C’è poi un altro elemento: la campagna elettorale appena terminata è stata intrisa da un clima di odio e rabbia, con accuse – spesso anche personali – tra i tanti leader politici. Berlusconi non si è mai risparmiato nelle sue invettive contro Di Maio e i Cinque Stelle. Così come lo stesso capo politico del M5s ha attaccato su più fronti Renzi e gli esponenti del Pd. D’altronde Renzi l’ha detto anche oggi, dopo aver annunciato le sue dimissioni: il Pd sarà all’opposizione, “no a un governo con gli estremisti”. Sappiamo che la coerenza in politica spesso viene messa da parte, ma sembra comunque difficile un accordo tra queste forze.

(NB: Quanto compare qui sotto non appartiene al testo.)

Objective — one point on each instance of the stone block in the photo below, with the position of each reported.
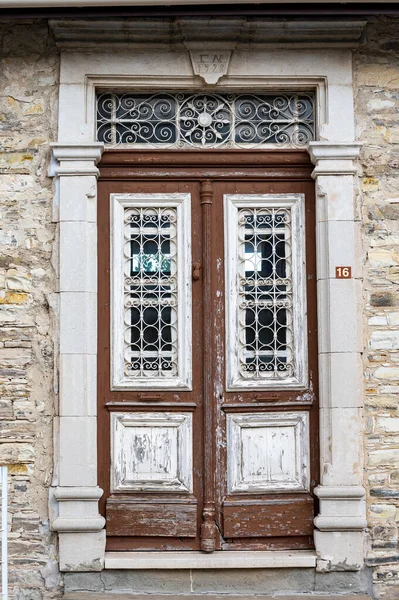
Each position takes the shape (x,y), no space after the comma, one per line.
(78,199)
(78,381)
(78,451)
(339,550)
(78,323)
(78,261)
(82,552)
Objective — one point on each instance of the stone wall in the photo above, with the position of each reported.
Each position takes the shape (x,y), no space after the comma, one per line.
(376,68)
(29,66)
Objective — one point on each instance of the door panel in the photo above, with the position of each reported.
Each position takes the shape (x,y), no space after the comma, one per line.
(227,460)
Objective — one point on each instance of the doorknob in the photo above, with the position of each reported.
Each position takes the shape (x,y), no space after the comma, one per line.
(196,270)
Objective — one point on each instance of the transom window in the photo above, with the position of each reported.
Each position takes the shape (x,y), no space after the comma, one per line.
(179,120)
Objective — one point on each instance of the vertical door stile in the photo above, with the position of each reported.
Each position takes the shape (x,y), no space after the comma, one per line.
(208,527)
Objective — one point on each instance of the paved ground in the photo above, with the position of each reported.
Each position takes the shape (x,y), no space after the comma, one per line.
(107,596)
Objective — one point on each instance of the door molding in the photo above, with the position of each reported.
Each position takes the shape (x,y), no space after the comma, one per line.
(339,526)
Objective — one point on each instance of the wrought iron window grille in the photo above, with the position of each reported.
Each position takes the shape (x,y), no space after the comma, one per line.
(205,120)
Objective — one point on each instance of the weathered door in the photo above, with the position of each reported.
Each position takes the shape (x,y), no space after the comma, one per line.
(207,379)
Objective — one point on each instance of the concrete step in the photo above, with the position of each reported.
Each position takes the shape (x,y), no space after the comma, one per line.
(117,596)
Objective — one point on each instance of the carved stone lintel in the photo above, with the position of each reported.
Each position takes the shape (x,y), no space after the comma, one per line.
(211,65)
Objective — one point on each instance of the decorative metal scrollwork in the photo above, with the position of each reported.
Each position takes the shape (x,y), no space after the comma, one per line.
(205,120)
(265,294)
(150,283)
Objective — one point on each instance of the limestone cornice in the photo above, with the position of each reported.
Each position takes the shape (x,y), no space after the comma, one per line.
(76,159)
(341,508)
(226,32)
(334,159)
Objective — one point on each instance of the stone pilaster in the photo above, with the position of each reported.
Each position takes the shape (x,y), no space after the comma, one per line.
(341,520)
(80,527)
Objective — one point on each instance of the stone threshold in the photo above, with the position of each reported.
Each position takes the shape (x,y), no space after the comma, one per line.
(119,596)
(217,560)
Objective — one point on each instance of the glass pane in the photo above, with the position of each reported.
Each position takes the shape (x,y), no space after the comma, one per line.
(150,292)
(179,120)
(265,293)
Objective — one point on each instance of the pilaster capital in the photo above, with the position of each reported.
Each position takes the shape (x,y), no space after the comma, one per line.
(334,159)
(76,159)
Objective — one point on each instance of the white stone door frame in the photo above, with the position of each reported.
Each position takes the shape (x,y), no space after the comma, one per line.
(340,523)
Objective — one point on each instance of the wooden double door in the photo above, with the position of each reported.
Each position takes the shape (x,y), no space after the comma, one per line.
(207,350)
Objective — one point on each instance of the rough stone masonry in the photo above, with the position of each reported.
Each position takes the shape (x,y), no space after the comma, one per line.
(28,297)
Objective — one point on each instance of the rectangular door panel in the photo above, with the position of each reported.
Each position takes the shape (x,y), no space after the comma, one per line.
(157,518)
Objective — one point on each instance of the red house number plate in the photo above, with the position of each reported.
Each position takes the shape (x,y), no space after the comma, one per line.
(343,272)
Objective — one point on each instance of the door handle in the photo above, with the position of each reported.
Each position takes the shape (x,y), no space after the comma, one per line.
(196,270)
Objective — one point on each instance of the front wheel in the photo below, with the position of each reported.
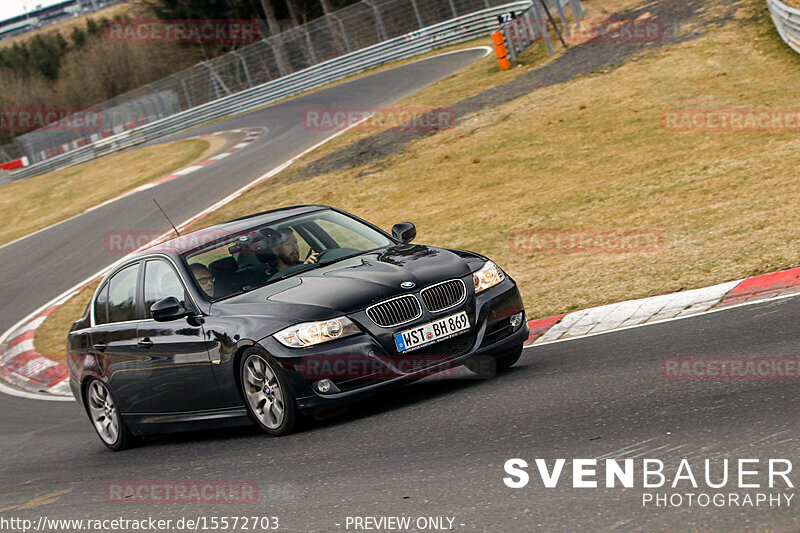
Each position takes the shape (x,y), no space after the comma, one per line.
(269,400)
(509,358)
(107,421)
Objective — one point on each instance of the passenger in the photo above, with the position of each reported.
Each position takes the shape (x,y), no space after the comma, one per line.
(287,253)
(204,278)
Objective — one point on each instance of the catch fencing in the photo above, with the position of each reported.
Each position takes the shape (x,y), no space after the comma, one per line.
(348,41)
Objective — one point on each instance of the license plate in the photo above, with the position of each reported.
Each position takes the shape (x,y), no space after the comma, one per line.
(431,332)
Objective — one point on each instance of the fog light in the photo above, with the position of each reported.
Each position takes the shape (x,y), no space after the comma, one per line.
(325,386)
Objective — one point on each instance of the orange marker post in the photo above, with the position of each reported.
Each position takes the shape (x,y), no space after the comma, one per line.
(500,50)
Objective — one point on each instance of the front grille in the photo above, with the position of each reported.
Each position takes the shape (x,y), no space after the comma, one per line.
(452,347)
(443,295)
(395,311)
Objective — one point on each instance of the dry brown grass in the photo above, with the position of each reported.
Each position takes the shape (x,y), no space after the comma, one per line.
(127,9)
(35,203)
(51,336)
(591,155)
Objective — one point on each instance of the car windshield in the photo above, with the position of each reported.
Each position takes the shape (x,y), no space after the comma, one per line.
(264,254)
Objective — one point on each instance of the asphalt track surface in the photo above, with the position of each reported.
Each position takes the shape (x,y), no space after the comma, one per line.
(436,447)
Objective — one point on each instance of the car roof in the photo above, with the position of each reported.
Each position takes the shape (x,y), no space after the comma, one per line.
(189,241)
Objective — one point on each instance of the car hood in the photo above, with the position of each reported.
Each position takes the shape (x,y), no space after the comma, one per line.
(352,284)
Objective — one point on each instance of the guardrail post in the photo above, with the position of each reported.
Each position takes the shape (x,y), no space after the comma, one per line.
(342,30)
(511,48)
(541,24)
(244,67)
(185,89)
(309,44)
(500,50)
(216,81)
(563,15)
(416,12)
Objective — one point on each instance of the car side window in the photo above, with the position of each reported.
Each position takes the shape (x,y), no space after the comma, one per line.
(101,306)
(122,294)
(161,281)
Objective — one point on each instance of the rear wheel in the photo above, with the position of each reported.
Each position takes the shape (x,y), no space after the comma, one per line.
(269,400)
(509,358)
(107,421)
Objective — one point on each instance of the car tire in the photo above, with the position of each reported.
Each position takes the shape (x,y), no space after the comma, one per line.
(269,399)
(107,421)
(509,358)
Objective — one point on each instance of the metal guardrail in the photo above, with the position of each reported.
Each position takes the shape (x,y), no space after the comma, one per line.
(451,31)
(787,22)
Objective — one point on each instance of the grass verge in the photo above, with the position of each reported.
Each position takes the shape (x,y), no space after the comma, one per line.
(35,203)
(591,155)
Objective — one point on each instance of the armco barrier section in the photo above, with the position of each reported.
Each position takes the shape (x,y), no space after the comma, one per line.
(787,22)
(451,31)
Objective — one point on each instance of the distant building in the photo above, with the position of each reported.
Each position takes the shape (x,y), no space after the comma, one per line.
(45,16)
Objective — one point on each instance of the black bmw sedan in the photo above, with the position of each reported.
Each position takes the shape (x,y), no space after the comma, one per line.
(281,315)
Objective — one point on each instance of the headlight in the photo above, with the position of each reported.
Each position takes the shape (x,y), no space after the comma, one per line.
(488,276)
(311,333)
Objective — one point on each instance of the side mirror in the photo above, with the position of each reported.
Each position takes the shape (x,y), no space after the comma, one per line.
(167,309)
(404,232)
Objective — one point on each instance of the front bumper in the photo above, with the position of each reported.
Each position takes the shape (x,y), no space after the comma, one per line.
(364,364)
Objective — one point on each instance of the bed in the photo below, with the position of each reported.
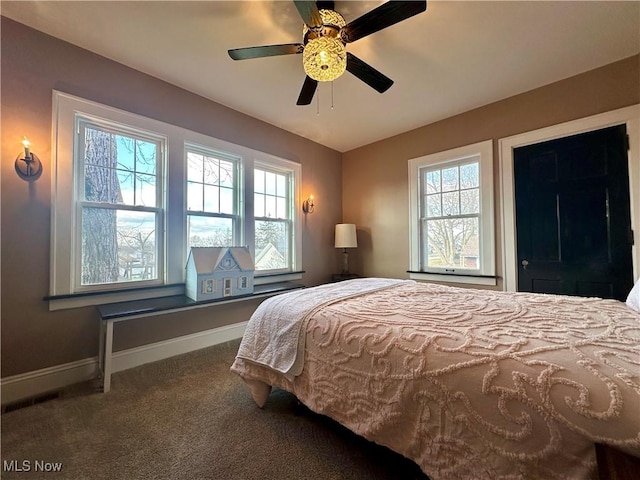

E allora l’unica soluzione davvero credibile sembra quella che un osservatore meno esperto riterrebbe più improbabile: un governo tra i due vincitori delle elezioni. Entrambi già si proclamano premier, ma né Di Maio né Salvini sembrano aver fatto finora i conti con la realtà. Si apre ora, dopo il voto, la sfida a due per il governo: e non è da escludere che l’esito più probabile sia un ritorno alle urne in tempi brevi o un governo del presidente che potrebbe mettere insieme forze politiche che al momento sembrano non avere nulla in comune.